# Thread: Finding the vertices, center and foci for an ellipse

1. ## Finding the vertices, center and foci for an ellipse

Center: ( , )
Right vertex: ( , )
Left vertex: ( , )
Top vertex: ( , )
Bottom vertex: ( , )
Right focus: ( , )
Left focus: ( , )

Rearranging this is giving me trouble for some reason. Any help is appreciated. Thanks in advance!

2. Since they've given you no information (no equation, no points, no graph, no description, etc), there's no way to find the answers they're wanting you to fill in. Sorry!

To learn how to work with ellipses and their equations, try here. But to answer this exercise, you'll first need to contact your instructor for the missing information.

3. Originally Posted by Beeorz
There must have been a transient error with the LSU server. The above image wasn't displaying earlier. In case it disappears again, the equation is:

. . . . . $9x^2\, +\, 16y^2\, -\, 90x\, -\, 256y\, +\, 1105\, =\, 0$

The first step, as always, is to complete the square to start converting the above to "conics" form.

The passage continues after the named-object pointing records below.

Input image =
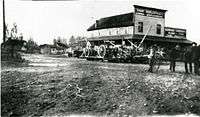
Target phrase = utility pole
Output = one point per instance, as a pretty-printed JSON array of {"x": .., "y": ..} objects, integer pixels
[{"x": 4, "y": 23}]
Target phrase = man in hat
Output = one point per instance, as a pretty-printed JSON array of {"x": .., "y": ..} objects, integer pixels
[
  {"x": 188, "y": 60},
  {"x": 173, "y": 56},
  {"x": 152, "y": 57},
  {"x": 195, "y": 57}
]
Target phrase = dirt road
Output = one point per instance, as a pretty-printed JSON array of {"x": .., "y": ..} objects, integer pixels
[{"x": 51, "y": 86}]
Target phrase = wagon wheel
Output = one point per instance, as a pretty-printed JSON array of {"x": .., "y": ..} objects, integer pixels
[{"x": 102, "y": 51}]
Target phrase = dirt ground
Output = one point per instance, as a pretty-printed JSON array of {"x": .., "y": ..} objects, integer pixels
[{"x": 59, "y": 86}]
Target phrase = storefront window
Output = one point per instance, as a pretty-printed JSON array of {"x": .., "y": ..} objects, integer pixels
[
  {"x": 140, "y": 26},
  {"x": 158, "y": 29}
]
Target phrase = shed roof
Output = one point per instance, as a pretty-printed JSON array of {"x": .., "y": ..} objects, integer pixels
[
  {"x": 139, "y": 37},
  {"x": 122, "y": 20}
]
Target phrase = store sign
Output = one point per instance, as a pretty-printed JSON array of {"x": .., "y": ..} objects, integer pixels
[
  {"x": 149, "y": 13},
  {"x": 175, "y": 33}
]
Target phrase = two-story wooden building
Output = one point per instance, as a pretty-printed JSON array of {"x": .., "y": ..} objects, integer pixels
[{"x": 133, "y": 27}]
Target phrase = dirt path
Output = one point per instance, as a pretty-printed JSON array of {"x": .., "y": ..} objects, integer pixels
[{"x": 60, "y": 86}]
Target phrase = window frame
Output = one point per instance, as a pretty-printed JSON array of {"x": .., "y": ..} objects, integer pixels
[
  {"x": 140, "y": 27},
  {"x": 158, "y": 29}
]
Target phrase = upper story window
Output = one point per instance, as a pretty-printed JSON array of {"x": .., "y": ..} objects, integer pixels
[
  {"x": 158, "y": 29},
  {"x": 140, "y": 26}
]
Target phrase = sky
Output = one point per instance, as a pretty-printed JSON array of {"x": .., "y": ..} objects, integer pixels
[{"x": 46, "y": 20}]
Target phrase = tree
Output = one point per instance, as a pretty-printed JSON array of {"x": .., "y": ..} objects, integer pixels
[
  {"x": 31, "y": 46},
  {"x": 72, "y": 40}
]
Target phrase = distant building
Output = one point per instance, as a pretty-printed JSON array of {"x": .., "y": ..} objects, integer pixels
[{"x": 133, "y": 26}]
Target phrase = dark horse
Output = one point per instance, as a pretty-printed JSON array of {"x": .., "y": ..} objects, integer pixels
[{"x": 11, "y": 46}]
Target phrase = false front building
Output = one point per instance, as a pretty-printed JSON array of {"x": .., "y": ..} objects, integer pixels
[{"x": 144, "y": 23}]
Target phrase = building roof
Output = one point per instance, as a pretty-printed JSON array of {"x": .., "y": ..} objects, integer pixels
[
  {"x": 150, "y": 8},
  {"x": 122, "y": 20},
  {"x": 139, "y": 38}
]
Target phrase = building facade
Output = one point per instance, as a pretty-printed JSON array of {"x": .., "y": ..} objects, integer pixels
[{"x": 134, "y": 26}]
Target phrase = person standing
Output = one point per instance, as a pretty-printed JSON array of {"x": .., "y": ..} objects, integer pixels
[
  {"x": 173, "y": 56},
  {"x": 195, "y": 58},
  {"x": 152, "y": 58},
  {"x": 187, "y": 60}
]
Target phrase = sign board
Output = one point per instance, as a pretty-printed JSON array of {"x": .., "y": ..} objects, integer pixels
[
  {"x": 175, "y": 33},
  {"x": 149, "y": 12}
]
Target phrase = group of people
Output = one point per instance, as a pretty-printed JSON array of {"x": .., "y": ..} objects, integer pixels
[{"x": 191, "y": 57}]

. . . . . $9x^2\, -\, 90x\, +\, 16y^2\, -\, 256y\, =\, -1105$

. . . . . $9(x^2\, -\, 10x)\, +\, 16(y^2\, -\, 16y)\, =\, -1105$

. . . . . $9(x^2\, -\, 10x\, +\, 25)\, +\, 16(y^2\, -\, 16y\, +\, 64)\, =\, 9(25)\, +\, 16(64)\, -\, 1105$

. . . . . $9(x\, -\, 5)^2\, +\, 16(y\, -\, 8)^2\, =\, 144$

Divide through and simplify to get this into "conics" form.

Then use the fact that the larger denominator is under the numerator with an x in it to confirm that this ellipse is wider than it is tall.

Read the values off the "conics" form of the equation for h, k, a, and b.

Use the equation you've memorized to find the value of c.

Then fill in the various values for which they've asked you.

If you get stuck, please reply with a clear listing of your steps and reasoning so far. Thank you!

4. got it, was simply subtracting 9(25) and 16(64) instead of adding them to -1105

thanks for the help